La segunda sección es para adolescentes solos. Las miradas furtivas se mezclan con gritos de “hello, my friend” y todo el mundo golpea un saco de boxeo que cuelga de un gancho. Un día entramos en uno de los módulos para montar una litera porque habían llegado más chicos. No querían. Repetían “problem, problem” mientras señalaban el espacio entre las camas. Flequillos teñidos de rubio los afganos y camisetas de tirantes ajustadas los negros. En la pared una pintada que dice “lo siento mamá, te echo de menos mamá”.
La sección “C” es para mujeres. Prácticamente todas cocinan o se sientan en el pasillo central común a todos los módulos, para hablar o ver cualquier cosa en el móvil. Es un espacio tranquilo pero a veces tiene aspecto de bazar y las maneras de hablar y los cuerpos alrededor de las ollas hirviendo le dan un aspecto tribal.

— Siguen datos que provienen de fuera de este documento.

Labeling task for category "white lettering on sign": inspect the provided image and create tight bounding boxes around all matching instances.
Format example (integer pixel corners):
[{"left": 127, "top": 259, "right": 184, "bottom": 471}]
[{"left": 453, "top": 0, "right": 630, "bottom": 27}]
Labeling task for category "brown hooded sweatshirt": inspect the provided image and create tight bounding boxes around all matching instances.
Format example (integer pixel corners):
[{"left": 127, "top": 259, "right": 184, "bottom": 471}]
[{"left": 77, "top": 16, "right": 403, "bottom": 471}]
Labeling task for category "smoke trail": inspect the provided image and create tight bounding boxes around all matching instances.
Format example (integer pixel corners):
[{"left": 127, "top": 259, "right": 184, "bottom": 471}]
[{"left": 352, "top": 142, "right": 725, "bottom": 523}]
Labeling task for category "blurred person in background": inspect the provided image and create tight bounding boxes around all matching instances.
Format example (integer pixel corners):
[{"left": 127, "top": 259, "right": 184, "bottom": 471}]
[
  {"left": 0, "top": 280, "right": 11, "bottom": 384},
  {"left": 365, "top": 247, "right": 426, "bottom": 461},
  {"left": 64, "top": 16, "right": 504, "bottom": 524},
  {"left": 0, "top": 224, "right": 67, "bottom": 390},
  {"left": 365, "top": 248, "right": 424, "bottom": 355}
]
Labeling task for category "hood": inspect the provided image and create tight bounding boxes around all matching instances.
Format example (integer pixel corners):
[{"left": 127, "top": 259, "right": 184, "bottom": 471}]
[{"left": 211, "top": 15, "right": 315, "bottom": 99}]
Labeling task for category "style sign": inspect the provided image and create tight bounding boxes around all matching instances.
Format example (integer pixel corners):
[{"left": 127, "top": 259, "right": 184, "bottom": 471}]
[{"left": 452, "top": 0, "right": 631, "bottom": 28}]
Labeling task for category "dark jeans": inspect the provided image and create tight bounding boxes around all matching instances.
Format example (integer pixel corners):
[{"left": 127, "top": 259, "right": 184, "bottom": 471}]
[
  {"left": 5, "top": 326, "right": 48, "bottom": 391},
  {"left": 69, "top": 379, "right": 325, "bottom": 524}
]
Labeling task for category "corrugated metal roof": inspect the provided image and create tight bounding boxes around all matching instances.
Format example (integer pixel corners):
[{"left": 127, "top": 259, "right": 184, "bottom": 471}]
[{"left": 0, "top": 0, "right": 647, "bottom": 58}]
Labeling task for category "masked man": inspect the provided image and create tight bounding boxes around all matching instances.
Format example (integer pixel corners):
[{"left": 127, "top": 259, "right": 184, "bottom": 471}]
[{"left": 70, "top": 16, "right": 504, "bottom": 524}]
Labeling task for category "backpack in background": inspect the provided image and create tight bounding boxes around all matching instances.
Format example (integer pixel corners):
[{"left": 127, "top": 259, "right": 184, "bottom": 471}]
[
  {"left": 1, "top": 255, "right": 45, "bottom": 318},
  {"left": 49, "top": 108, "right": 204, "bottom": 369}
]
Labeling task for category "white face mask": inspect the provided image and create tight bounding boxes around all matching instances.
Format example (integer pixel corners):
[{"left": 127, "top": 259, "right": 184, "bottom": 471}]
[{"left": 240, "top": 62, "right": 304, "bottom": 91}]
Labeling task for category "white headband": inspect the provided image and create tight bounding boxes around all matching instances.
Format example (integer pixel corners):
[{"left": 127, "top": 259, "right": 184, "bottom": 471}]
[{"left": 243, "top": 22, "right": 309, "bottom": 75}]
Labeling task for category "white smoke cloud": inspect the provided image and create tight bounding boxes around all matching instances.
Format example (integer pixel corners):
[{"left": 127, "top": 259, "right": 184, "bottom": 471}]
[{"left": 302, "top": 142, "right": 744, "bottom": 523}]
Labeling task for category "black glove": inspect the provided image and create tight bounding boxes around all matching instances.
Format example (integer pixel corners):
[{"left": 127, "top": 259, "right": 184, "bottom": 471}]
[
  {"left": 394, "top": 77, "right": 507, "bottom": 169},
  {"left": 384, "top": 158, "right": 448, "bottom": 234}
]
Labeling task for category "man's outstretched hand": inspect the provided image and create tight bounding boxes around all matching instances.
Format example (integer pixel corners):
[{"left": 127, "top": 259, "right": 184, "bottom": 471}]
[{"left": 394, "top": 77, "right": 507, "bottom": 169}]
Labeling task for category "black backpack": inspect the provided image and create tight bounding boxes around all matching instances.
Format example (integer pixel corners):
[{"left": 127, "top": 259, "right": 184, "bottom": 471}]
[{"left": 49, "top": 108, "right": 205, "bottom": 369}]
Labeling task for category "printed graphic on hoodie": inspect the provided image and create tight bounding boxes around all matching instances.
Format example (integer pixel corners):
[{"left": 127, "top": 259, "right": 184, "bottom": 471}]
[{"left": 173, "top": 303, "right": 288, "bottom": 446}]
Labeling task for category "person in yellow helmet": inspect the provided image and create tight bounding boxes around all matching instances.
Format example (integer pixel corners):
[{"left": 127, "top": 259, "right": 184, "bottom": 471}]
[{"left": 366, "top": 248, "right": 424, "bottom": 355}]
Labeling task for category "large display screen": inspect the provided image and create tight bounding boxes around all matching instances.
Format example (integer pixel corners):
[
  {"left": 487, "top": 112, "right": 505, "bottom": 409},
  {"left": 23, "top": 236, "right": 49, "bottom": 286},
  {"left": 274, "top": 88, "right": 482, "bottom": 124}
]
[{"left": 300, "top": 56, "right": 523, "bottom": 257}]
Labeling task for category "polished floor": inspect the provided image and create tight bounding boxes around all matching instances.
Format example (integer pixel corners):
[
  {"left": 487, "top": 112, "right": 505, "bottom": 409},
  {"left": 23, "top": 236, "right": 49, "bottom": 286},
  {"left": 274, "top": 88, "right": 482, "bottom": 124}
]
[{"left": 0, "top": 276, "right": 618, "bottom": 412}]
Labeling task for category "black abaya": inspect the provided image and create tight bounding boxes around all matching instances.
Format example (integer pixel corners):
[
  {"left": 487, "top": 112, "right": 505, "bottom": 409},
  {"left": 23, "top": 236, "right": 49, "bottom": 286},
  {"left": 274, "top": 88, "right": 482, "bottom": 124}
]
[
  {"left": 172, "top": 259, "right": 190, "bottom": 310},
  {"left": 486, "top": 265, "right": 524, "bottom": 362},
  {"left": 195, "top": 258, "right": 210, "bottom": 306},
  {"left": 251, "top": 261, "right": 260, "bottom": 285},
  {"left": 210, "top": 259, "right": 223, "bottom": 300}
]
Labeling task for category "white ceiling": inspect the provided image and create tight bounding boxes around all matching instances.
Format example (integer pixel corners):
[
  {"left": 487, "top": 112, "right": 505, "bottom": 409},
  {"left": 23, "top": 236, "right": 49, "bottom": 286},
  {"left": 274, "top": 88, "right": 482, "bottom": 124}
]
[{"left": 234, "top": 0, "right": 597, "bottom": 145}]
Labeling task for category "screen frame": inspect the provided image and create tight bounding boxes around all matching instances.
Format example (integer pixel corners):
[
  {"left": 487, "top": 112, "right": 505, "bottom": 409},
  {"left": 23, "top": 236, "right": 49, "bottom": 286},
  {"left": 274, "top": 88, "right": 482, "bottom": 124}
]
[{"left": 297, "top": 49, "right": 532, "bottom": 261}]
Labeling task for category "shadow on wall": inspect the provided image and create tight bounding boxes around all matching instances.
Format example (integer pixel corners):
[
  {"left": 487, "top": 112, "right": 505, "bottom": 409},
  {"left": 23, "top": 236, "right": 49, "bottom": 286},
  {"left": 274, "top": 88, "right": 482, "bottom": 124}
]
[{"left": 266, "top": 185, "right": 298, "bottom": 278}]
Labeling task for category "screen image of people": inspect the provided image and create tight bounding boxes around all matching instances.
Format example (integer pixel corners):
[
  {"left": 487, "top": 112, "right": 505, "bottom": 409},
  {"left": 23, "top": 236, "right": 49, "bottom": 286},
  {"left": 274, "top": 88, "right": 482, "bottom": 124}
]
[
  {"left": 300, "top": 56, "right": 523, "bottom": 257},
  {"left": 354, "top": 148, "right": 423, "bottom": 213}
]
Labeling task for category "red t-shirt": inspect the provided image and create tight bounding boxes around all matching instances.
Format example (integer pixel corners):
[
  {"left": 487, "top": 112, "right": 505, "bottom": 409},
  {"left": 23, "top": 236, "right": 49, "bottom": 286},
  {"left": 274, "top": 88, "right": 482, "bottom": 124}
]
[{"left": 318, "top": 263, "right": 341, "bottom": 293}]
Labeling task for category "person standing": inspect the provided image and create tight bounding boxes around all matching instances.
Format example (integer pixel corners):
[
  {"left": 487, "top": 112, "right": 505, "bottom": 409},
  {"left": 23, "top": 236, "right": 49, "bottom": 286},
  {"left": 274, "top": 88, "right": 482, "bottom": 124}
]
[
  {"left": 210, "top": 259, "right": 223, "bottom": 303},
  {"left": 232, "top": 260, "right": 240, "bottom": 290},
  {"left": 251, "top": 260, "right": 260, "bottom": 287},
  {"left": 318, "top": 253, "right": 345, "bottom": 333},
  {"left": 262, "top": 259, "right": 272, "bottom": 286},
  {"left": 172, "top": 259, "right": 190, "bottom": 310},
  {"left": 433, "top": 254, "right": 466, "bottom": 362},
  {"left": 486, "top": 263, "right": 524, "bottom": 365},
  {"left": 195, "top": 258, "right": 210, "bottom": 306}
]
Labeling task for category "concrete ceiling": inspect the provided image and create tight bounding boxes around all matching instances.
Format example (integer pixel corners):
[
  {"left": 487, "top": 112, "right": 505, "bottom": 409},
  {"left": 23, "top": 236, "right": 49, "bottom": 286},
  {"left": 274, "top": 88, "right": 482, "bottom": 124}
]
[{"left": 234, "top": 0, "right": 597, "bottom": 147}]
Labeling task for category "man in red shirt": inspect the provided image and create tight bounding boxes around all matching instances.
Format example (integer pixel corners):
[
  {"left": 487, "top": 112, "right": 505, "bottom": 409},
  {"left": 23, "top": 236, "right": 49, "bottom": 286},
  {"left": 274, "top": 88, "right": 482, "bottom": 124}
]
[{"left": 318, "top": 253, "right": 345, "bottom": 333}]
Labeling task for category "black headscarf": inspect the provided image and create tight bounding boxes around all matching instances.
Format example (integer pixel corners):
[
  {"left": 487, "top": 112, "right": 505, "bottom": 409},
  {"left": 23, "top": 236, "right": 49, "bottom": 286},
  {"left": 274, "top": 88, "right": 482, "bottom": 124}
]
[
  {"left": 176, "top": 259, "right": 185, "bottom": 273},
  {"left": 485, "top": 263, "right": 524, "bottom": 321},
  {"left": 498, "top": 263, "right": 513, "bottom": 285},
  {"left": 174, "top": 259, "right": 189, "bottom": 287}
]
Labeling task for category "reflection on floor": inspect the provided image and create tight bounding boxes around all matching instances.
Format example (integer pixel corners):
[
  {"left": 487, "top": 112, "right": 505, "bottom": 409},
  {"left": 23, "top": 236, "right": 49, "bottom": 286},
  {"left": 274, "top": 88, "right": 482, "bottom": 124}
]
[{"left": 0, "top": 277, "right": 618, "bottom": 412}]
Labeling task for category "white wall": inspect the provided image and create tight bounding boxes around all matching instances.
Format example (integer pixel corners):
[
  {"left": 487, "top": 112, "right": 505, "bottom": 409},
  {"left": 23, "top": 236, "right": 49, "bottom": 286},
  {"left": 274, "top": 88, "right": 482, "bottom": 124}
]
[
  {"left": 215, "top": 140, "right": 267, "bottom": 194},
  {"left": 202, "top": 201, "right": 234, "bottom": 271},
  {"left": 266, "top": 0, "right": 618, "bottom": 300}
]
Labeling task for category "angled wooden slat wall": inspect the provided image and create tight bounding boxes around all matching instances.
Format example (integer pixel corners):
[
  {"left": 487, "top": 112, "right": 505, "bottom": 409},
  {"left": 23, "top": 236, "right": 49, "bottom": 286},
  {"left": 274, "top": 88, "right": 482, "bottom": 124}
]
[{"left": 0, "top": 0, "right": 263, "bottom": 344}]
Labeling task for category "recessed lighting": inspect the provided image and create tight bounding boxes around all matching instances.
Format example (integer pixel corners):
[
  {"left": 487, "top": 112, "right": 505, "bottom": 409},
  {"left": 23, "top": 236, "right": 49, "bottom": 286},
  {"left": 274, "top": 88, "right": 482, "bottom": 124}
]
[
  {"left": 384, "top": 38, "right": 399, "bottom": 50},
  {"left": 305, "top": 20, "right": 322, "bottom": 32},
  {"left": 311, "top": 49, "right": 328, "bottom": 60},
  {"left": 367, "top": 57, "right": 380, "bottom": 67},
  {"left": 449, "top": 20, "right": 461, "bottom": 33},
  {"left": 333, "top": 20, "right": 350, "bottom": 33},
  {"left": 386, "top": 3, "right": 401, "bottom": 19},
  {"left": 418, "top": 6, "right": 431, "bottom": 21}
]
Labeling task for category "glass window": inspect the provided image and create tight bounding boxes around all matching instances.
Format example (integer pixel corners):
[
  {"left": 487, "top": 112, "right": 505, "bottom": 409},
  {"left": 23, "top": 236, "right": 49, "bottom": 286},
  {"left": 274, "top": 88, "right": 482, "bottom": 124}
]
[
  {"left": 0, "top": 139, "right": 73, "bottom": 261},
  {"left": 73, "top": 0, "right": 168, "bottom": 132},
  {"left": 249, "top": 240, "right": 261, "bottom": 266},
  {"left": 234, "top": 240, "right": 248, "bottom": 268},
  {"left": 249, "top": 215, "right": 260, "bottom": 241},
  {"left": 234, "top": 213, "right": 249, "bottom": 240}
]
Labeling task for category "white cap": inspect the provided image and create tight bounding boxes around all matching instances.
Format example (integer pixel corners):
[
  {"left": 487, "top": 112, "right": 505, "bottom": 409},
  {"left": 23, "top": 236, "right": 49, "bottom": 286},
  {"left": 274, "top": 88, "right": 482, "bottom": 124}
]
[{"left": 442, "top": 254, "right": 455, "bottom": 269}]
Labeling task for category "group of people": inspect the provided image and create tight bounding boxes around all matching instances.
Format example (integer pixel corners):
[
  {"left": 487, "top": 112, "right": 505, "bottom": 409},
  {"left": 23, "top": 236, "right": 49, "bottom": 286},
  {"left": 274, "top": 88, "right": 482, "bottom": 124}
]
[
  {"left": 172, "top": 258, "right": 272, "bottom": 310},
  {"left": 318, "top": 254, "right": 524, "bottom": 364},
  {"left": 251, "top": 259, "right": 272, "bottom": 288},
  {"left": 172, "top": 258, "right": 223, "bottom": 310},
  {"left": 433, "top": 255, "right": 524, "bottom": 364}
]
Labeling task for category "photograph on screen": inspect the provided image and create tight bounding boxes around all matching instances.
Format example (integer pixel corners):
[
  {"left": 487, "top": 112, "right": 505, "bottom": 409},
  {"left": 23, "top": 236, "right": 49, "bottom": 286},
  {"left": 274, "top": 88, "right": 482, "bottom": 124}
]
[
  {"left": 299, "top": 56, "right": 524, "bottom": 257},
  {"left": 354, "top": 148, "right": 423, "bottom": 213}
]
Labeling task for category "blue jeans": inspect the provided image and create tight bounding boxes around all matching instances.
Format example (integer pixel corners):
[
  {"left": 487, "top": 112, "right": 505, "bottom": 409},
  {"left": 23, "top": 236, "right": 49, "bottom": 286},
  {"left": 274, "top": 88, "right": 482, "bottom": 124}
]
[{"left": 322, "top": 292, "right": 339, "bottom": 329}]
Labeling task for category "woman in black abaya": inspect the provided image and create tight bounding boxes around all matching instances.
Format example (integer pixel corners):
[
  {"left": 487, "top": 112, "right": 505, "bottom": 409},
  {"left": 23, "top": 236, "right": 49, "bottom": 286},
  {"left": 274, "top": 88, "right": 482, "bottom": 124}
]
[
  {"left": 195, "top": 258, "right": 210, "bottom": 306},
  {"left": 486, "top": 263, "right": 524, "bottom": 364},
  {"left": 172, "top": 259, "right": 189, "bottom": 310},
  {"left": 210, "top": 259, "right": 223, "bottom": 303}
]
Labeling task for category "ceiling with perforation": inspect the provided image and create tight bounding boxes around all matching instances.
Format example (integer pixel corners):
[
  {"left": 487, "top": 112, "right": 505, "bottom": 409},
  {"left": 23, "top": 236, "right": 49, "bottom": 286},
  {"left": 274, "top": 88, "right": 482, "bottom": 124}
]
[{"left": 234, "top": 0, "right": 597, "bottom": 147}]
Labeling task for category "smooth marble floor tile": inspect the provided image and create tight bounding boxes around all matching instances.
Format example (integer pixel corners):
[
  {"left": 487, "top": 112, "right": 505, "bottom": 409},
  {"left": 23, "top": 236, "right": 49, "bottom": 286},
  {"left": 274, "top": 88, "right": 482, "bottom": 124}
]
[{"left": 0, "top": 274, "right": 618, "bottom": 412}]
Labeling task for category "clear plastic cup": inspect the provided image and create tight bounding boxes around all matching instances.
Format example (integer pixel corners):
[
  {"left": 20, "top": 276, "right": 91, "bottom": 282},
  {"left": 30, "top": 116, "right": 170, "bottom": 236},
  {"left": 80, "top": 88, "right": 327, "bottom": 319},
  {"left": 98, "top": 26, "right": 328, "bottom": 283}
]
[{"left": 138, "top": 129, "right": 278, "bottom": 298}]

No puedo olvidar tampoco la consulta médica. Siempre abarrotada por las mañanas, en una ocasión vi a una familia que pasó seis horas esperando. No se movían de la cola y la hora de comer ya había llegado. No he llegado a descubrir cómo funciona la consulta. Apenas se tiene relación con la doctora. Tan sólo en los dos viajes que se hacen al hospital de Mitilene. Montones de brazos se extienden hacia ella sujetando los papeles, y luego decide quién va y quienes no. Es un momento tenso porque hay problemas de comunicación, a la hora de comprender los diferentes idiomas, y todo el mundo grita y se altera. Todo ello frente a las oficinas de Frontex y de la policía, que hablan entre ellos o se sientan en los escalones de los módulos, ajenos. Y arriba, a través de las vallas, los niños y las niñas siguen jugando y riendo, como si quisieran que siguiese creyendo que esto no es más que otro de esos típicos campamentos de verano.